Central to the dramatic and aesthetic essence of educative experience is its push to completion or consummation. While all events come to an end – this is a truism - how it ends and how the end relates to what preceded it distinguishes mere cessation of activity from consummation and ordinary experience from an experience. Dewey writes,

“The experience is of material fraught with suspense and moving toward its own consummation through a connected series of varied incidents.” (Dewey, 1934, p. 43).

Thus, the consummation – the coming together of the various parts and incidents, the completion of development – not only marks the endpoint of an experience, but is a quality that pervades the entire event. This idea may seem somewhat counter-intuitive: how can an end-point be anything more than something that happens at the end of an event? How can an end-point pervade what comes before it? This is where Dewey relies on the notion of anticipation – an idea at the core of his philosophical pragmatism and one that will be critical in our discussion of the implications of Dewey’s ideas for science education. Anticipation is the intellectual and emotional energy that both drives and holds together the development of an experience. Because the consummation of an experience is the object of anticipation, it colors the entire activity. The individual looks forward to, imagines what may or may not be, and is surprised, disappointed, or fulfilled when consummation occurs.

Thus, anticipation is a key idea in understanding how an experience is a compelling drama (Dewey, 1934; Jackson, 1998; Prawat, 1993). Consider this example: a person walks down a hallway, approaches a door, and opens the door. This is a mundane description of an ordinary occurrence. There is no drama and no educative meaning. By contrast, consider: a person walks down a hallway to open one of two doors, to encounter immediate pain or pleasure, to make an irreversible choice that will forever change the course of his life. This example (a loosely borrowed version of Stockton’s short story, “The Lady or the Tiger”) is a dramatic event, rather than a simple occurrence. What transforms the experience of this event for either the person opening the door or the person reading the story from an ordinary experience to an experience is the powerful feeling of anticipation evoked. The various elements of the event develop and cohere as individual pushes forward and as the event pulls the individual with it.

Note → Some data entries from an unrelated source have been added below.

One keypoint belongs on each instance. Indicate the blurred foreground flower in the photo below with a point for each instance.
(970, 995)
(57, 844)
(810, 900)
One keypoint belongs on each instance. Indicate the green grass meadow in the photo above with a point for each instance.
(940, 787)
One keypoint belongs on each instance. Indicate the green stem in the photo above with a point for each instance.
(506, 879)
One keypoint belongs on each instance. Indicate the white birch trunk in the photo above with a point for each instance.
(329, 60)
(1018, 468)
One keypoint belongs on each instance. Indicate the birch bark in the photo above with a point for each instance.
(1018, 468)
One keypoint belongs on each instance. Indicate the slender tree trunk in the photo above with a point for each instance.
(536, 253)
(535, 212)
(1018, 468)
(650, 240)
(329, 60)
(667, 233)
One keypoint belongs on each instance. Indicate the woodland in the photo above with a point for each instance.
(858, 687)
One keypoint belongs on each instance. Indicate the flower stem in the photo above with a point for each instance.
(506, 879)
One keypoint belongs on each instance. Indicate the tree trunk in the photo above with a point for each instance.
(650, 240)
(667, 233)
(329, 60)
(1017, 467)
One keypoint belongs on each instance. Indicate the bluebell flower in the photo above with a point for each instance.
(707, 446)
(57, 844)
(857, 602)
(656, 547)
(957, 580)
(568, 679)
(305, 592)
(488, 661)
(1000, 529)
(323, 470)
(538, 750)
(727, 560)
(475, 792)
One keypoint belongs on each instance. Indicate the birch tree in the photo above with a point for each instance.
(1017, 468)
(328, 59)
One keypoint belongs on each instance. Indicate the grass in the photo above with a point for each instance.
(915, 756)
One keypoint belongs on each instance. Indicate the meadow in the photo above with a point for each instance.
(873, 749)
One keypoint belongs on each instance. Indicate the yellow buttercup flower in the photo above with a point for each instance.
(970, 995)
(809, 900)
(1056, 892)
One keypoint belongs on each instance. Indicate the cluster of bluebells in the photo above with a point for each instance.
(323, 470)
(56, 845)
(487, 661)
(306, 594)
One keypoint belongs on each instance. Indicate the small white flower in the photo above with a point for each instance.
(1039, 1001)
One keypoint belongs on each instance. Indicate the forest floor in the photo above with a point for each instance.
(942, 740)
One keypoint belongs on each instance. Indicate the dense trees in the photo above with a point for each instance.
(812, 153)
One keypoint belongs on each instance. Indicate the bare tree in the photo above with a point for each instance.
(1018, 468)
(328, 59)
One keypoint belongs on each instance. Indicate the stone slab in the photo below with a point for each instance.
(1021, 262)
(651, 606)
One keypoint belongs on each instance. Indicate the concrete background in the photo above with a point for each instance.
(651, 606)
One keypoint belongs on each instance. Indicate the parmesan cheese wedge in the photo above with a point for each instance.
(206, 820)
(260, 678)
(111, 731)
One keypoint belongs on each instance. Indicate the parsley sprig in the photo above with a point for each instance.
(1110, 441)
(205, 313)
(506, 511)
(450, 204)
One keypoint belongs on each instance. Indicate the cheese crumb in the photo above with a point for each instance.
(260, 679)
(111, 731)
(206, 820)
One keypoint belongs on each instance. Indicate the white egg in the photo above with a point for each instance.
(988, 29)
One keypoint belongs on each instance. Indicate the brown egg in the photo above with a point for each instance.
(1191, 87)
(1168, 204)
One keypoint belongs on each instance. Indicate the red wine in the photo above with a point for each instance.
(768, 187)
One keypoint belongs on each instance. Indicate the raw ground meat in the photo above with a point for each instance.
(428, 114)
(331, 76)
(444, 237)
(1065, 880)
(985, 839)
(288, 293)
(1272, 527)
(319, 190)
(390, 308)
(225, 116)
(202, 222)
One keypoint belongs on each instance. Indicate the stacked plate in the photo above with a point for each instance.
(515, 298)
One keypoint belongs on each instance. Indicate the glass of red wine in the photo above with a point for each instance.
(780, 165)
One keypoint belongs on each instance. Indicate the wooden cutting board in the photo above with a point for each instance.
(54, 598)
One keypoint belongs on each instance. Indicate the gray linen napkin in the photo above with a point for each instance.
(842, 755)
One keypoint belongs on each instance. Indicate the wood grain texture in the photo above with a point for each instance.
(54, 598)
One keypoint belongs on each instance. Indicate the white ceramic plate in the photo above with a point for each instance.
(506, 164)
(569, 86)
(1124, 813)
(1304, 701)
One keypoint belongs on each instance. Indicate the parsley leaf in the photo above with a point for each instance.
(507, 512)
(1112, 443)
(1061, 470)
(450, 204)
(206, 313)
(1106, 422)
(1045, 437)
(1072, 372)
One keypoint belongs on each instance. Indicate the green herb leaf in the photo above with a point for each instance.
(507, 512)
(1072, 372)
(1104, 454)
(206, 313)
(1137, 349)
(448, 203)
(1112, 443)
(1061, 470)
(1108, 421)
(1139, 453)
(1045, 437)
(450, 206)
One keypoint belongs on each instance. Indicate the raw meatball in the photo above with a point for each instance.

Consider, also, students for whom science lab is little more than a series of activities to complete. Granted, they are active and there is experience. However, one would be hard pressed to characterize the lab as an unfolding drama of inquiry where one part leads to the next, where the activity is compelled by the anticipation of what might be. In both "The Lady or the Tiger" and in genuine science inquiry, the event not only happens, but has an energy that connects its parts and moves it forward.

One might be wondering why Dewey uses the arts as a basis for explicating the nature of experience? Jackson (1998) summarizes the connection between the arts and an experience in this way:

“The arts, above all, teach us something about what it means to undergo an experience. Successful encounters with art objects and performances offer a set of standards by which to judge ordinary experiences.” (p. 124).

Although the arts represent the realm of idealized, optimal experience, the compelling qualities of aesthetic experiences – e.g., progress towards consummation, emergence of a whole from varied parts, and so on - can be found in any domain, including the sciences. Here, Dewey describes how experiences from a wide range of domains can be deeply aesthetic:

“The most elaborate philosophic or scientific inquiry and the most ambitious industrial or political enterprise has, when its different ingredients constitute an integral experience, esthetic quality. For then its varied parts are linked to one another, and do not merely succeed one another. And the parts through their experienced linkage move toward a consummation and close, not merely to cessation in time. This consummation, moreover, does not wait in consciousness for the whole undertaking to be finished. It is anticipated throughout and is recurrently savored with special intensity” (Dewey, 1934, p. 55).